Non, je ne peux pas écrire. Je ne peux pas écrire. De quoi voulez-vous que je parle? Les mots ne sont plus propices pour dire. De toute façon, ils se sont envolés de l’avion, quelque part entre la ville de Printizi et celle de San Marin. Ils se sont effrités entre deux mondes. Ils se sont dégonflés comme des ballons de baudruche entre deux patries, aussi étrangères l’une que l’autre: l’ancienne, celle qui ne m’a pas choisie, et la nouvelle, celle des autres. Ils se sont éparpillés en vulgaires lettres sans passé et sans histoire. Pour cendres, les mots ne peuvent plus dire!  Ils ne peuvent que raconter… Raconter des histoires… Sur l’amour, la genèse, la mort… notre mort. Oui, les mots précédent la mort et la disent. Ils ne sont bons qu’à cela… Raconter les morts de chacun d’entre nous et les lui infliger toutes.

Croyiez-vous que la mort est une pour chacun? Détrompez-vous. Nous mourrons plusieurs morts et nous les mourons toutes sans discontinuer…  En français le mot désigne tant la personne que le fait de mourir. Heureuse coïncidence; intelligente nation.  Chacun ses morts donc, et va pour la syllepse de sens…

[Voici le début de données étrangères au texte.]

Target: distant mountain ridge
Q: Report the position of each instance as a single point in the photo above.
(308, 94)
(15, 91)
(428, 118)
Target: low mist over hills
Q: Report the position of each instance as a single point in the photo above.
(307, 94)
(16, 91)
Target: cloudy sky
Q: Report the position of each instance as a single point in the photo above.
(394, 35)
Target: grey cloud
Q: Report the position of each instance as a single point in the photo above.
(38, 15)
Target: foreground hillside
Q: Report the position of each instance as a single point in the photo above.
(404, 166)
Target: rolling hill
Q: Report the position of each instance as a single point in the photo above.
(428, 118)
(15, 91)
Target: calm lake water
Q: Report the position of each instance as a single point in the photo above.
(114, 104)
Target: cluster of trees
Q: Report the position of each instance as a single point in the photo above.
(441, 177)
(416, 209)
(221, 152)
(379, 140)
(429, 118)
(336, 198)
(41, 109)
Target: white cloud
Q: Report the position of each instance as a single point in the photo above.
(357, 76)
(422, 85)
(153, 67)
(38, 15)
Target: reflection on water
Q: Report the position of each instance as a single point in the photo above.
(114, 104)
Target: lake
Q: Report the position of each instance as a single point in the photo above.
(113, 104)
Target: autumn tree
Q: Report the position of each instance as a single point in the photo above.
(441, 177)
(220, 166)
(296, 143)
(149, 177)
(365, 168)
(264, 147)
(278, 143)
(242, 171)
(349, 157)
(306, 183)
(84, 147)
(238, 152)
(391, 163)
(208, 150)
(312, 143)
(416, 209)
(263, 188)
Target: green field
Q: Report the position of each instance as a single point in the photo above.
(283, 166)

Croyiez-vous que vos morts m’enlèveraient le sommeil? Ha! La seule chose susceptible de m’arracher du sommeil, c’est mon rhume! Bon rhube don de dieu!!

Alors, de quoi voulez-vous parler? Raconter des histoires? Des histoires sans vie en attendant la mort… Taisez-vous plutôt et regardez…

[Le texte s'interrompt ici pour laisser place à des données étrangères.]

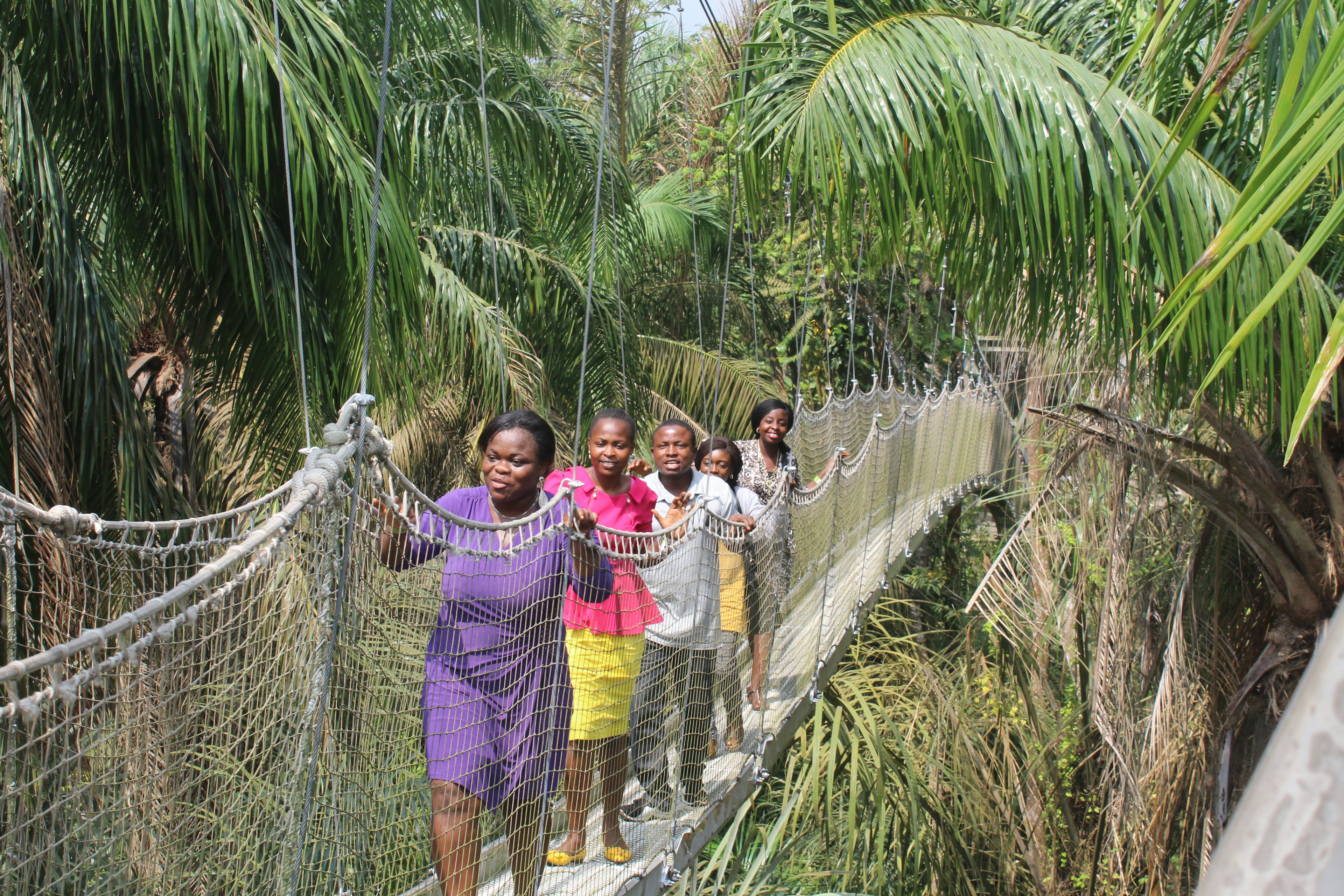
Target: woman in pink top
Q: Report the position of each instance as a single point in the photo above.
(605, 641)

Raconter des histoires… Transcrire une réalité préexistante en adéquation avec vos représentations, à savoir avec tout ce qui n’est pas vous mais qui vous rattrape.

Le langage te trahit. C’est pourquoi tu as bien fait de t´en débarrasser et de le jeter aux tartares italiens! Mais sans lui tu avances nu, vulnérable certes, mais prêt aussi à construire ton propre langage. Et quand le passé te rattrapera – parce qu’il te rattrapera – tu ne seras plus dupe. Ses histoires, plaisantes certes et nostalgiques, ne sont pas les tiennes.